I spent a long time hating the South. I hated the music, I hated the incessant chirping of insects outside my window during the dry heat of the summer, and most of all, I hated the fact that the triple-meat Whataburger exists and that I could get it with a 72 oz. bottle of Sprite without a second look from the employee taking my order.

Anti-Southern language like this only gets worse the further you get into school. Somewhere along the way, discomfort with the pledge morphs into turning your nose up at trailer parks, and suddenly you find yourself in a college classroom arguing the South has nothing redeemable about it at all. This works for a little while … right? It’s refreshing to establish distance from this place. There is a level of control in being able to “transcend” the South, but the distance I try to put there has always been hollow.

I think there are so many things about the South that are valuable and worth giving the region a second glance for. Reducing Southern culture to a dramatized caricature erases the rich diversity and history that also exists here. Hating the same place I call home does not fix the problems that exist here — it only makes them worse.

I do see racism and sexism and extreme nationalism in the South, but there is also the work of Southern civil rights groups and grassroots political campaigns born out of a fierceness unique only to Southern upbringing. Women like Fannie Lou Hamer, Ruby Bridges and Diane Nash are all examples of Southern women who fought for Civil Rights in the heart of the South. I don’t think it’s a coincidence that Jane Roe from Roe v. Wade, the woman who provided so many people around the country bodily autonomy, was a Texan. I don’t think it’s an accident that today, the five women who are suing over life-threatening pregnancies are Texans. So much change is a product of Southern value in loyalty, hard work and determination.

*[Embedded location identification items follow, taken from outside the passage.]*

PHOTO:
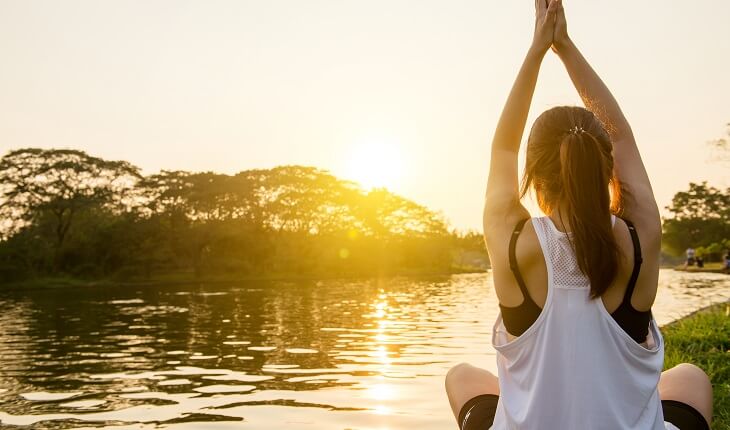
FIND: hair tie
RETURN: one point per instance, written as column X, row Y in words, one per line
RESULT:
column 577, row 130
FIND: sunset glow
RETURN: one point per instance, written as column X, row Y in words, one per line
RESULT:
column 375, row 163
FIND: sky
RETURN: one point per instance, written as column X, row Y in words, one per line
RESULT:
column 397, row 93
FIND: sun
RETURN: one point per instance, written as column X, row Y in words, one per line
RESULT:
column 376, row 163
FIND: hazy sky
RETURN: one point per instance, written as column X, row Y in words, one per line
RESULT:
column 232, row 85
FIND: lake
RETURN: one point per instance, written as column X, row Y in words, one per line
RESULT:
column 334, row 354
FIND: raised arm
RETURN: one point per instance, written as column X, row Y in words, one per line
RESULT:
column 638, row 200
column 502, row 200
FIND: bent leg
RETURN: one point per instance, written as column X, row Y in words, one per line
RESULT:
column 688, row 384
column 464, row 382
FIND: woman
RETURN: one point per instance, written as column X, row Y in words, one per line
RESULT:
column 577, row 346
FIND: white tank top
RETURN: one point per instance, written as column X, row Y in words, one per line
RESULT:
column 575, row 368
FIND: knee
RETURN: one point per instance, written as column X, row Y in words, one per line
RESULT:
column 694, row 372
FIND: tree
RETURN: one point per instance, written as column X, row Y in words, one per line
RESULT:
column 61, row 183
column 700, row 217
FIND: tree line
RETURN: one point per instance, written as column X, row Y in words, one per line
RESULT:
column 64, row 212
column 700, row 218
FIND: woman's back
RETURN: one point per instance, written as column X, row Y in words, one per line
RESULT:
column 575, row 367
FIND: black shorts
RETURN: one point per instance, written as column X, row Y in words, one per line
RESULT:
column 478, row 413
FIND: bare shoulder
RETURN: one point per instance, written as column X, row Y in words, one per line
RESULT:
column 649, row 236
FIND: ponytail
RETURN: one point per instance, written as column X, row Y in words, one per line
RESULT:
column 584, row 178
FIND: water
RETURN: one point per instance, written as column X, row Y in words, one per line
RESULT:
column 347, row 354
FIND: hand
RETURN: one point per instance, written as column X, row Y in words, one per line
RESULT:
column 560, row 36
column 545, row 18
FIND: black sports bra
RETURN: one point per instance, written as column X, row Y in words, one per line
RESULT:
column 519, row 318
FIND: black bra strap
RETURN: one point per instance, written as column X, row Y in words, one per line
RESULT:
column 637, row 263
column 513, row 260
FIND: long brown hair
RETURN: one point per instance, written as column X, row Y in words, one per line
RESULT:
column 570, row 165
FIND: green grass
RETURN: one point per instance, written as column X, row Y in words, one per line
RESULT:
column 709, row 267
column 703, row 339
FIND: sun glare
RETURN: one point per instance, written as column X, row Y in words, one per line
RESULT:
column 375, row 163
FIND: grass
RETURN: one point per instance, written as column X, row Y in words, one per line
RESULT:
column 709, row 267
column 703, row 339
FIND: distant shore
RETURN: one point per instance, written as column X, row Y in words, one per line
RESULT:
column 189, row 278
column 709, row 268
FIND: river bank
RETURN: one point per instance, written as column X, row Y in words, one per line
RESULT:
column 708, row 268
column 703, row 338
column 187, row 278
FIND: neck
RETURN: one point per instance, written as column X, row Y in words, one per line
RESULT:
column 560, row 218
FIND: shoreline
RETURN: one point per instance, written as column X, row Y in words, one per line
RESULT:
column 186, row 279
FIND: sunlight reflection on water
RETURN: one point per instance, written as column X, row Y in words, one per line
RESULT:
column 340, row 354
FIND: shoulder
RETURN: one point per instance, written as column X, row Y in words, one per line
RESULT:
column 499, row 223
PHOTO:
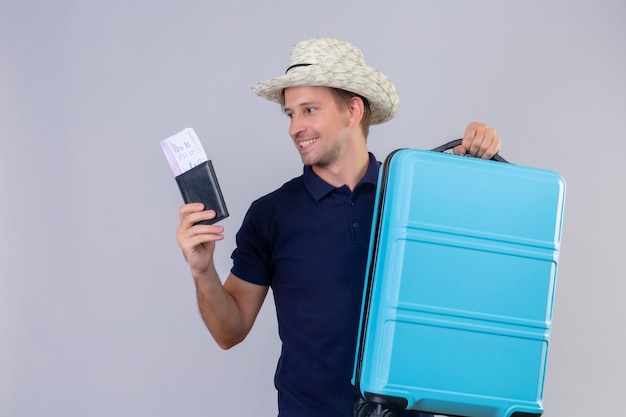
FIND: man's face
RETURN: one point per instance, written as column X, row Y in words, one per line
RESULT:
column 318, row 127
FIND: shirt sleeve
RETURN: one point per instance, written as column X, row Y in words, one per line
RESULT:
column 252, row 255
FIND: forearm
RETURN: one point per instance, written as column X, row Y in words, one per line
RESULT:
column 218, row 309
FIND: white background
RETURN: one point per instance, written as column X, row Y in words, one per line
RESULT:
column 97, row 308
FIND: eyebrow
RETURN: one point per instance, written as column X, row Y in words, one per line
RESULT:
column 304, row 104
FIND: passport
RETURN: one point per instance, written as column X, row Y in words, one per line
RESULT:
column 194, row 173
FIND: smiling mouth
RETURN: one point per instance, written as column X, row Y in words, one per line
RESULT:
column 306, row 143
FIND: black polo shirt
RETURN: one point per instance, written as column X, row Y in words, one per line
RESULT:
column 308, row 240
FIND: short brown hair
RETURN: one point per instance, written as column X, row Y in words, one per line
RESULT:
column 343, row 97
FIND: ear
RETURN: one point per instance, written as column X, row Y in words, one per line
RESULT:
column 356, row 109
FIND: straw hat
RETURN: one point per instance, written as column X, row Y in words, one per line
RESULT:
column 334, row 63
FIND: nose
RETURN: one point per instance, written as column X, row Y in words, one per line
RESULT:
column 296, row 125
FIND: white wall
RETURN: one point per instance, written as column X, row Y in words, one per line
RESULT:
column 97, row 308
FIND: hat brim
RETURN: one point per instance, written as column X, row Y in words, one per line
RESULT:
column 363, row 80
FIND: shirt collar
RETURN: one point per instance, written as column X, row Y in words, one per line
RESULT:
column 319, row 188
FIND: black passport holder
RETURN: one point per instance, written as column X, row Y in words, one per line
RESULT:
column 199, row 185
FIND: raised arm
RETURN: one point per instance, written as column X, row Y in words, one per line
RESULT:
column 230, row 309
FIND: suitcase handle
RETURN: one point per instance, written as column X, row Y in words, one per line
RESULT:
column 457, row 142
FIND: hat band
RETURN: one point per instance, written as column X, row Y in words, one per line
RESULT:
column 296, row 65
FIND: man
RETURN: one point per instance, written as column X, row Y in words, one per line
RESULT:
column 308, row 239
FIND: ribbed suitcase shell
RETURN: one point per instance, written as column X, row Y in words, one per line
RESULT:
column 458, row 300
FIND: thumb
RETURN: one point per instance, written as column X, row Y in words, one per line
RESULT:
column 459, row 150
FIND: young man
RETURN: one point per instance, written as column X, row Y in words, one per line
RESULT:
column 308, row 239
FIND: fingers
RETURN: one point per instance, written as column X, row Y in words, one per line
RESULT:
column 481, row 141
column 189, row 233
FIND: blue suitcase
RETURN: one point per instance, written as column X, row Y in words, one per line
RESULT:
column 461, row 275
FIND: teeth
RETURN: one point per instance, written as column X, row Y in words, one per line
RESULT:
column 306, row 143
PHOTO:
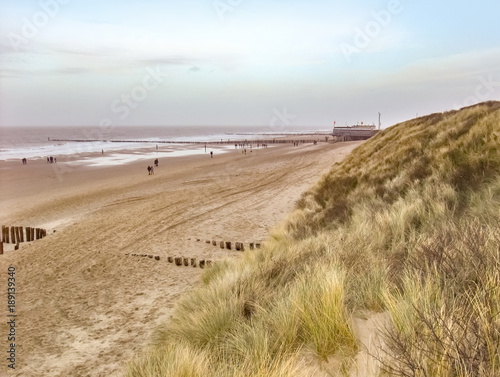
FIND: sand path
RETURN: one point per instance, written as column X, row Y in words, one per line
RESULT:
column 85, row 307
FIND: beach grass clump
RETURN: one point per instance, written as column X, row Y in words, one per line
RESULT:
column 407, row 224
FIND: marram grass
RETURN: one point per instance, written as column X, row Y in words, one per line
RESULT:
column 407, row 224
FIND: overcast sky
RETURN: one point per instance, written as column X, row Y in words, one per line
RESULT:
column 244, row 62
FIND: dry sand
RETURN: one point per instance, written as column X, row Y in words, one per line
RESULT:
column 84, row 306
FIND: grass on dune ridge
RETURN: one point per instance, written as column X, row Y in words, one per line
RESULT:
column 407, row 224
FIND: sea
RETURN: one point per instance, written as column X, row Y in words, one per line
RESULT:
column 139, row 141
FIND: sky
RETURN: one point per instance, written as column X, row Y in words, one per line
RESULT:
column 244, row 62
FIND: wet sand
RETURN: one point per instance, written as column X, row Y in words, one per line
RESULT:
column 84, row 306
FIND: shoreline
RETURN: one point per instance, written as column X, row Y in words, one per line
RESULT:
column 83, row 294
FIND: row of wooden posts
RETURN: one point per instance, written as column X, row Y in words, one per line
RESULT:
column 179, row 261
column 18, row 234
column 239, row 246
column 185, row 261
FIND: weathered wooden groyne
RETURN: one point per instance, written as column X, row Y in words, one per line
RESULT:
column 17, row 234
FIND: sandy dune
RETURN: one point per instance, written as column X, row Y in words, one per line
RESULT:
column 84, row 306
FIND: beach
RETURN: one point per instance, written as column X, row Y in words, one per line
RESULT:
column 85, row 304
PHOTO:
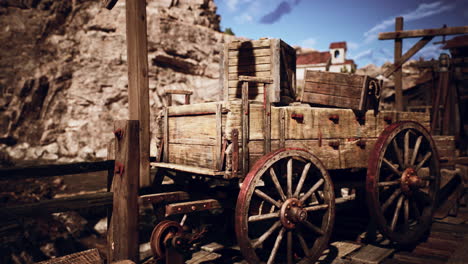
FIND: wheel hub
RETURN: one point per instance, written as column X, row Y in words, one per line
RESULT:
column 292, row 213
column 410, row 181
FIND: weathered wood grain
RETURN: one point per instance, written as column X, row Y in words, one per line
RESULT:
column 122, row 235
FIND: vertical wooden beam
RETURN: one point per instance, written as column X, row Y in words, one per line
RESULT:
column 245, row 128
column 219, row 136
column 398, row 76
column 267, row 118
column 123, row 233
column 165, row 135
column 138, row 91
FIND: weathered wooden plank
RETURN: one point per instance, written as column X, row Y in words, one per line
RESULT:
column 57, row 205
column 249, row 68
column 193, row 155
column 261, row 43
column 90, row 256
column 398, row 75
column 335, row 78
column 123, row 232
column 138, row 84
column 315, row 98
column 262, row 74
column 54, row 170
column 249, row 60
column 254, row 53
column 333, row 89
column 187, row 168
column 423, row 33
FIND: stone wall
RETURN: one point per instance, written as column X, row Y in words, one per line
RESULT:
column 63, row 72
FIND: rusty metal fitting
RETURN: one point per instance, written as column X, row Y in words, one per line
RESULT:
column 119, row 133
column 388, row 119
column 334, row 118
column 118, row 168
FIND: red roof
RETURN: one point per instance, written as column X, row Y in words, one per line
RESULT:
column 457, row 42
column 314, row 57
column 338, row 45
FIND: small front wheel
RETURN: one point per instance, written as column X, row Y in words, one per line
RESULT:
column 285, row 209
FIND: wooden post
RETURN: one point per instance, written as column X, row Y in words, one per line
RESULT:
column 122, row 236
column 398, row 73
column 138, row 91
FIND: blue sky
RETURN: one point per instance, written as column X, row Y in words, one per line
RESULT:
column 317, row 23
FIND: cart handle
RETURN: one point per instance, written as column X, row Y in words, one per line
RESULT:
column 170, row 92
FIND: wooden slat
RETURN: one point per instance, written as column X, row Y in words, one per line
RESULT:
column 123, row 232
column 249, row 60
column 413, row 50
column 138, row 84
column 322, row 99
column 58, row 205
column 219, row 136
column 424, row 32
column 90, row 256
column 333, row 89
column 255, row 52
column 54, row 170
column 186, row 168
column 249, row 68
column 261, row 43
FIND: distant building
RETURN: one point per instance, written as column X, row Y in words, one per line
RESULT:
column 333, row 60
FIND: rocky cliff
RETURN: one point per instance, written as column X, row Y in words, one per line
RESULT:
column 63, row 72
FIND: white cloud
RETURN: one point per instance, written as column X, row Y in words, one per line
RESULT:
column 309, row 43
column 244, row 18
column 422, row 11
column 353, row 45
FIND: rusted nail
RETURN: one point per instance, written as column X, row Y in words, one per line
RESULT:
column 334, row 118
column 361, row 143
column 118, row 168
column 334, row 144
column 298, row 117
column 388, row 119
column 118, row 133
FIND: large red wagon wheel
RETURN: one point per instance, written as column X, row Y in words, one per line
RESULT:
column 403, row 180
column 285, row 209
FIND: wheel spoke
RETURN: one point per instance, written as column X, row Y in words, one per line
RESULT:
column 396, row 214
column 304, row 246
column 406, row 148
column 316, row 208
column 390, row 199
column 272, row 257
column 276, row 183
column 391, row 166
column 289, row 247
column 255, row 218
column 302, row 179
column 424, row 160
column 289, row 177
column 266, row 235
column 397, row 152
column 267, row 198
column 416, row 150
column 314, row 228
column 388, row 183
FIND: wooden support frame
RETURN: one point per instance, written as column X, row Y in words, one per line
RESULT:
column 138, row 84
column 122, row 235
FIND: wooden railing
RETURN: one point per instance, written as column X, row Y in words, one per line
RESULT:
column 59, row 204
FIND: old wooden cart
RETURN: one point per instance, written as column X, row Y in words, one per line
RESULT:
column 278, row 156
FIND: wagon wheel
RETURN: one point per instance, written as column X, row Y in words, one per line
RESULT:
column 285, row 209
column 403, row 182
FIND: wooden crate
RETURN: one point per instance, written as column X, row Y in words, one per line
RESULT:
column 270, row 58
column 344, row 90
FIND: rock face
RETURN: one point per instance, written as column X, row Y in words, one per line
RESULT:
column 63, row 73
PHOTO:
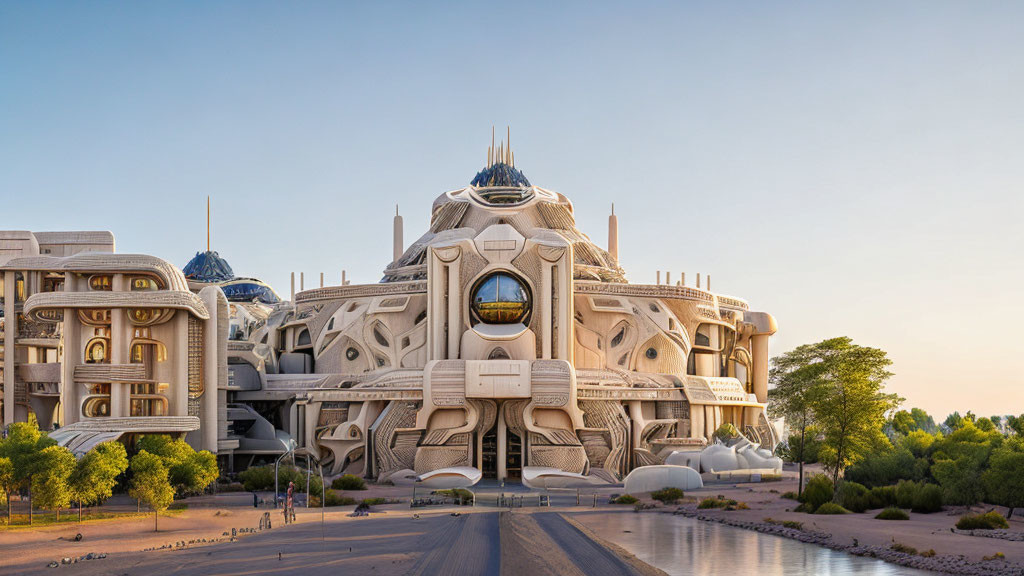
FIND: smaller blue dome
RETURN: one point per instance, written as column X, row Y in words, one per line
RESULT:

Maybe this is just an overly hopeful look at the harsh reality of Southern ideology. I still walk by the “pro-life” tables and groups picketing on campus trying to pander their harmful agendas. But I can’t help but think about a famous quote from late author James Baldwin.

“I love America more than any other country in the world and, exactly for this reason, I insist on the right to criticize her perpetually,” Baldwin said.

Replace “America” with “the South” and you’ve got a succinct summary of the posture I think self-proclaimed anti-Southerners should have toward the place we call home. Sustainable, long-term change in the region can only happen when we accept the flaws of the system we live in and choose every day to make the South better for ourselves and the people around us.